Pluralisme imposé : quand l’Arcom transforme la régulation en contrôle éditorial
L’Autorité de régulation de la communication audiovisuelle et numérique a franchi une ligne inédite en juin 2026. Sous prétexte de pluralisme, l’Arcom étend désormais son contrôle bien au-delà du seul temps de parole politique traditionnel. Elle juge à présent chaque intervention, chaque avis, chaque « courant de pensée » exprimé à l’antenne d’une chaîne d’information. Et elle estime avoir le droit d’en surveiller l’équilibre sur un mois entier.
CNews paie les frais de cette nouvelle doctrine. L’Arcom a mis CNews en demeure, lundi 15 juin 2026, de se conformer au pluralisme, après que l’association Reporters sans frontières a été saisie en janvier 2026 d’un manquement allégué de la chaîne. Le reproche est d’une fluidité redoutable : l’Arcom s’assure désormais que l’expression des courants de pensée et d’opinion par l’ensemble des intervenants à l’antenne n’est pas affectée par un déséquilibre manifeste et durable.
Qui décide ce qui constitue un « courant de pensée » ? Qui calcule cet équilibre ? L’Arcom elle-même. La latitude interprétative est infinie. Là où une chaîne voyait un droit fondamental d’éditorialiser, la régulation voit désormais un risque de « déséquilibre structurel ». CNews considère que cette appréciation “conduit à une interprétation excessivement restrictive de la liberté éditoriale dont doivent bénéficier les médias dans une démocratie”.
Le pluralisme, arme de neutralisation
Le silence politique français sur ce sujet reste assourdissant.
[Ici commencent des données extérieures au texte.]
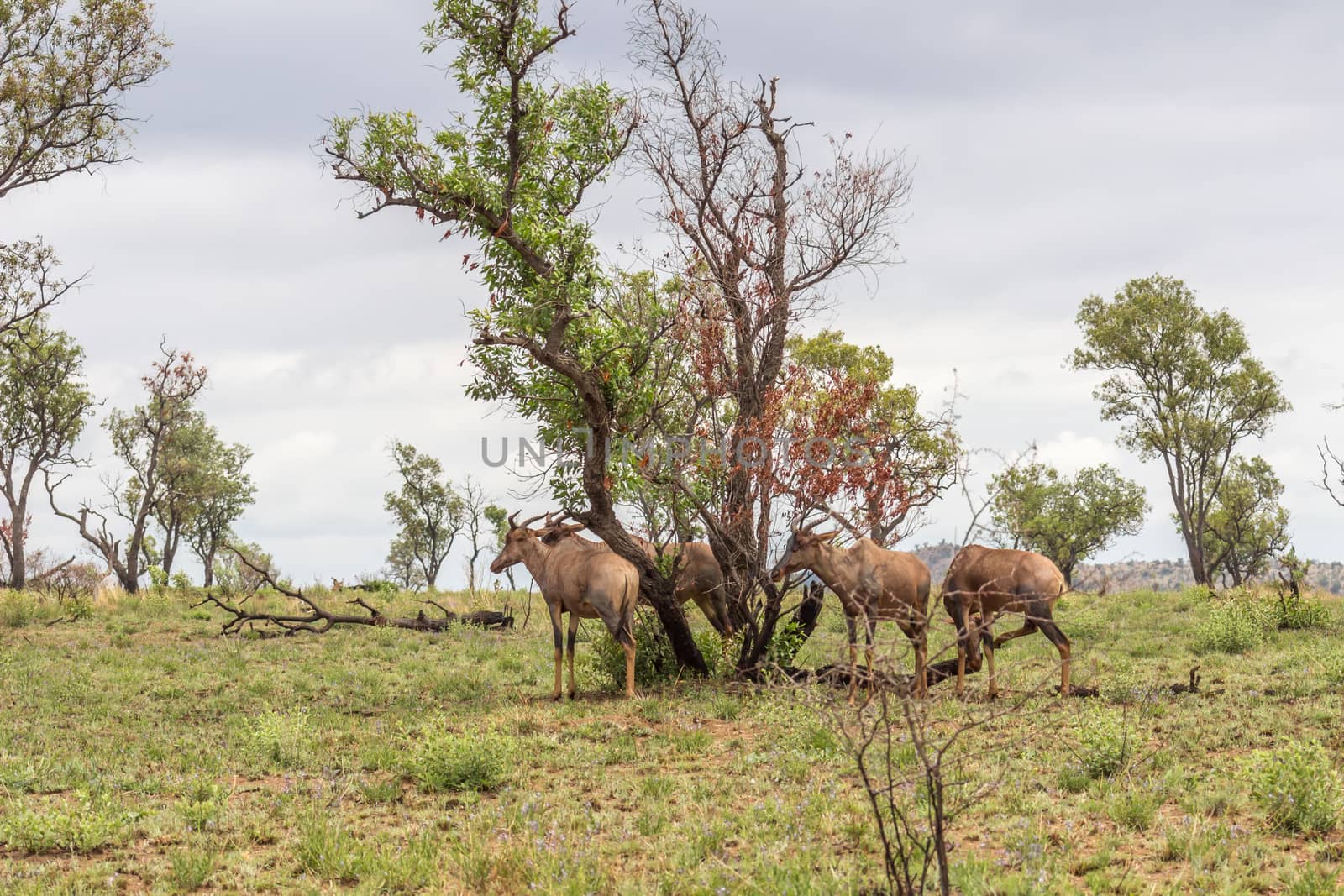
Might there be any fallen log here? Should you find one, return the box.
[192,544,513,636]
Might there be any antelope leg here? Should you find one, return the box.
[567,612,580,700]
[547,603,564,700]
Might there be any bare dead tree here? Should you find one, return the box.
[630,0,910,668]
[1315,439,1344,506]
[43,343,207,594]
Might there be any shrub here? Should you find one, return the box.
[1194,596,1278,652]
[1246,740,1340,834]
[587,619,677,690]
[1075,710,1133,779]
[410,731,509,793]
[0,793,137,853]
[1321,650,1344,685]
[249,710,313,768]
[1274,594,1329,629]
[177,779,228,831]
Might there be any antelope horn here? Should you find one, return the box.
[517,513,549,529]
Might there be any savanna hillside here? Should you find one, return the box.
[0,589,1344,896]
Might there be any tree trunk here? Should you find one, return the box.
[9,489,29,591]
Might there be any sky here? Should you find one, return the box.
[0,0,1344,585]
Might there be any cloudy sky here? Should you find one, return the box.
[0,0,1344,582]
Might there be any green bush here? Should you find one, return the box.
[1321,650,1344,685]
[249,710,313,768]
[1246,740,1340,834]
[0,793,139,853]
[589,618,682,690]
[1074,710,1134,779]
[1194,595,1278,652]
[1274,594,1331,629]
[764,619,808,666]
[408,731,509,793]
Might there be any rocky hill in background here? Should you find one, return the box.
[912,542,1344,594]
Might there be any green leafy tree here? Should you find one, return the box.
[990,462,1149,584]
[1205,457,1289,585]
[383,536,425,591]
[0,316,92,589]
[1071,274,1292,584]
[47,345,207,594]
[0,240,83,338]
[0,0,168,197]
[324,0,706,670]
[383,442,466,589]
[177,426,257,589]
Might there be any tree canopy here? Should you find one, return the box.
[990,462,1149,584]
[1071,274,1292,584]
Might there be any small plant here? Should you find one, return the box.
[168,845,215,893]
[1274,592,1331,630]
[249,710,313,768]
[1075,710,1134,779]
[410,731,509,793]
[766,619,808,666]
[587,618,682,690]
[177,779,228,831]
[1246,740,1340,834]
[1321,650,1344,686]
[0,793,137,853]
[1194,595,1278,652]
[1284,865,1344,896]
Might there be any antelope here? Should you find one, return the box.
[491,511,640,700]
[542,516,732,636]
[942,544,1073,700]
[770,527,929,704]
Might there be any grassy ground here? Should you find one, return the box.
[0,583,1344,896]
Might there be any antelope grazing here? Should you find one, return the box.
[942,544,1071,700]
[770,529,929,703]
[542,516,732,636]
[491,513,640,700]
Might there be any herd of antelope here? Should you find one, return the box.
[491,513,1070,703]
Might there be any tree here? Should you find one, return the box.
[0,0,168,197]
[180,427,257,589]
[0,239,83,338]
[383,441,466,589]
[1071,280,1292,584]
[1315,403,1344,506]
[990,462,1149,585]
[1205,457,1289,587]
[324,0,909,670]
[0,316,92,589]
[324,0,706,670]
[461,477,489,594]
[482,504,517,591]
[383,536,425,591]
[47,344,207,594]
[785,331,961,545]
[618,0,910,669]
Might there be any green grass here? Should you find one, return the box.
[0,592,1344,896]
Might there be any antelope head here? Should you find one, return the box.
[491,511,549,575]
[770,520,840,582]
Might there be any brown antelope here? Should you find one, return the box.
[491,513,640,700]
[770,529,929,703]
[942,544,1071,699]
[542,516,732,636]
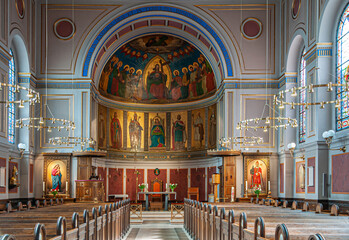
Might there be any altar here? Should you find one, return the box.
[137,192,177,211]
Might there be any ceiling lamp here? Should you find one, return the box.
[49,137,96,150]
[274,82,349,109]
[16,117,75,132]
[236,117,298,132]
[0,83,40,108]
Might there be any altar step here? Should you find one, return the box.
[131,211,184,224]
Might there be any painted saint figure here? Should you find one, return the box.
[194,112,204,148]
[110,112,122,149]
[172,114,187,150]
[147,61,167,99]
[51,164,62,192]
[128,113,143,150]
[250,161,262,188]
[150,115,165,148]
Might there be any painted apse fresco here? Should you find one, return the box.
[99,35,216,104]
[98,104,217,152]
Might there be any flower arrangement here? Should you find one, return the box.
[51,189,58,198]
[138,183,146,191]
[254,188,262,198]
[170,183,178,192]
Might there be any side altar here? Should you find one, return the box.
[137,192,177,211]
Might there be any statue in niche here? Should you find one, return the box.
[172,114,187,150]
[128,113,143,150]
[150,114,165,148]
[208,113,217,148]
[110,112,122,149]
[194,112,204,148]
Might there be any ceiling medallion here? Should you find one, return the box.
[236,117,298,132]
[274,82,349,109]
[16,117,75,132]
[0,83,40,108]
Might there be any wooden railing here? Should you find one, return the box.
[0,200,130,240]
[184,199,325,240]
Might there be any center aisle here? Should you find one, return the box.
[126,220,191,240]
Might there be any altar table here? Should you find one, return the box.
[137,192,177,211]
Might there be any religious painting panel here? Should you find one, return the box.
[207,104,217,148]
[99,34,216,104]
[296,161,305,193]
[171,112,188,151]
[109,109,125,150]
[244,156,270,195]
[191,108,206,149]
[126,169,143,201]
[98,105,107,149]
[190,168,205,202]
[127,112,144,151]
[148,113,168,150]
[331,153,349,194]
[170,168,188,201]
[109,168,124,194]
[8,162,20,193]
[45,160,67,193]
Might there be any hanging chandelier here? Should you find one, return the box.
[49,137,96,150]
[0,83,40,108]
[15,117,75,132]
[236,117,298,132]
[274,82,349,109]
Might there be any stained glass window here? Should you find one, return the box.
[299,49,307,143]
[7,50,16,143]
[336,5,349,131]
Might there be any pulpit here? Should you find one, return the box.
[188,187,199,201]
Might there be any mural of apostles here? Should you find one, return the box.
[128,113,143,150]
[99,35,216,104]
[193,112,205,148]
[172,114,187,150]
[110,112,122,149]
[150,114,166,148]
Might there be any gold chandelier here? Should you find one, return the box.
[0,83,40,108]
[236,117,298,132]
[15,117,75,132]
[274,82,349,109]
[49,137,96,149]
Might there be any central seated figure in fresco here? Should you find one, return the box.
[99,35,216,104]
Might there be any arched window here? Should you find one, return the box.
[336,5,349,131]
[7,50,16,143]
[299,49,307,143]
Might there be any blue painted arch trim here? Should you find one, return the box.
[82,6,233,77]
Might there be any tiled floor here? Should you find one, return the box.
[126,221,191,240]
Le président du Sénat, Gérard Larcher, a rappelé que l’Arcom devait être “un régulateur” et “pas un censeur”, mais sans aller plus loin. La machine broie tranquillement.
Cet été 2026 cumule plusieurs signaux alarmants. Les mises en demeure se multiplient. Les sanctions financières s’additionnent. CNews a été sanctionnée de 200.000 euros fin juillet, pour des raisons qui élargissent encore le périmètre d’intervention de l’Arcom. Entre pluralisme, rigueur journalistique et respect de critères implicites, la chaîne navigue un champ de mines réglementaire.
La question n’est pas le pluralisme en lui-même : c’est son instrumentalisation par une autorité de régulation qui détermine, en réalité, quels contenus sont « acceptables ». Une démocratie dépend de la liberté pour certains médias d’exprimer une vision cohérente, même contestable. Imposer un équilibre permanent des opinions à l’antenne, c’est passer du régulateur au censeur par la pente la plus douce.
Pendant ce temps, l’été 2026 ferme portes et fenêtres. Chacun voit clairement où soufflera le vent politique de l’automne.